At present, it probably won’t suit the majority of our readers, as they tend to be at the upper end of the geometry creation spectrum, but if you’re working on forms that can be modelled with a limited toolset and can live without drawings, then it might just do it.

But let’s be clear here — just because Onshape doesn’t provide those tools now, don’t get fixated on that fact, and keep up to date with its developments.

There’s an incredible team behind the tool, they’re well funded and there’s the potential to build something remarkable here that solves many users’ needs. And at a cost that’s dramatically lower on a monthly basis than almost anything else out there.


To read our 6 month update to this review, click here.

Onshape & mobile: What’s out there & what’s coming?

One of the benefits that Onshape and its browser based way of working is that you can fire up any suitable browser and get to work straight away. And of course, that’s not just restricted to PCs and Macs.

Onshape on the iPad and iPhone is configured for multi-touch

The browsers on mobile devices typically should work as well. But of course, in this day and age, an app(lication) is all the rage, so the team have those in place as well. There’s also the issue that a desktop solution isn’t ideal for a touch and multi-touch focussed device.

At launch, Onshape is looking at Apple iOS devices for its first apps. Whether you’re running it on an iPad or an iPhone, the experience is much the same — a specialised interface (rather than the browser version which isn’t necessarily suited to a multi- touch-based interaction method).

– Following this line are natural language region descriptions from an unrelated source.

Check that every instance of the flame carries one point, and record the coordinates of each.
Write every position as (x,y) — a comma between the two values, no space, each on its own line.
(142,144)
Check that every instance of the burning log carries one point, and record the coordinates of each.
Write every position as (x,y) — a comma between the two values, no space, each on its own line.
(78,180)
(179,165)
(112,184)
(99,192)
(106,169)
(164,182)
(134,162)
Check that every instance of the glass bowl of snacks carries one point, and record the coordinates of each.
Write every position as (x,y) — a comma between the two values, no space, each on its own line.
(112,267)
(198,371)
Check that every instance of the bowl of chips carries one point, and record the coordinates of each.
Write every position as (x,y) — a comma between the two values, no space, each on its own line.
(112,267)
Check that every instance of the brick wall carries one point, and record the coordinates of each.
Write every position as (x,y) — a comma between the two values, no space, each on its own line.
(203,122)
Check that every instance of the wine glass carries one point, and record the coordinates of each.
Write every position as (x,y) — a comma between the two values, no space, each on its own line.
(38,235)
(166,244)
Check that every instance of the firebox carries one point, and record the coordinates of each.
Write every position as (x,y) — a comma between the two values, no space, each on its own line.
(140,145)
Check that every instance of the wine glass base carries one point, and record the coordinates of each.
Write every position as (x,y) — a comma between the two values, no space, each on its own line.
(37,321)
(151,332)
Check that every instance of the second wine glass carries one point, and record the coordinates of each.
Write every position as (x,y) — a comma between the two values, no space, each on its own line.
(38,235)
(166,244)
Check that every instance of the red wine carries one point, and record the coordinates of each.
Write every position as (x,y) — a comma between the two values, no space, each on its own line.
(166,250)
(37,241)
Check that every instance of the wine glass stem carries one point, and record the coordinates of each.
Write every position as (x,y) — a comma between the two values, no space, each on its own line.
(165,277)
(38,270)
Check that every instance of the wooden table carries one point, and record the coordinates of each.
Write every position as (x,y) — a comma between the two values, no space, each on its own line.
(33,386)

Download it from the Apple Store and log-in. What you’ll get is a version of the Onshape user interface that is suited to the touch based and smaller form factor nature of such devices.

Commands and operations are tucked away when needed (this is particularly key on the iPhone version as screen real estate is limited) but you’ll get to grips with it quickly enough.

Whenever anyone releases a mobile app, particularly in the design and engineering space, you’ll find that the Apple variants come first.

Why is that? Because vendors know that their community favours Apple products — that information is immediately available at the click of a mouse (thank Google Analytics for that). So, it makes sense to get Apple on the street first, then follow up with Android.

Android is coming soon

Onshape have, at the moment, just the apps for iOS devices but we’re told that Android support is coming and, of course, in the meantime it’ll run in the browser anyway.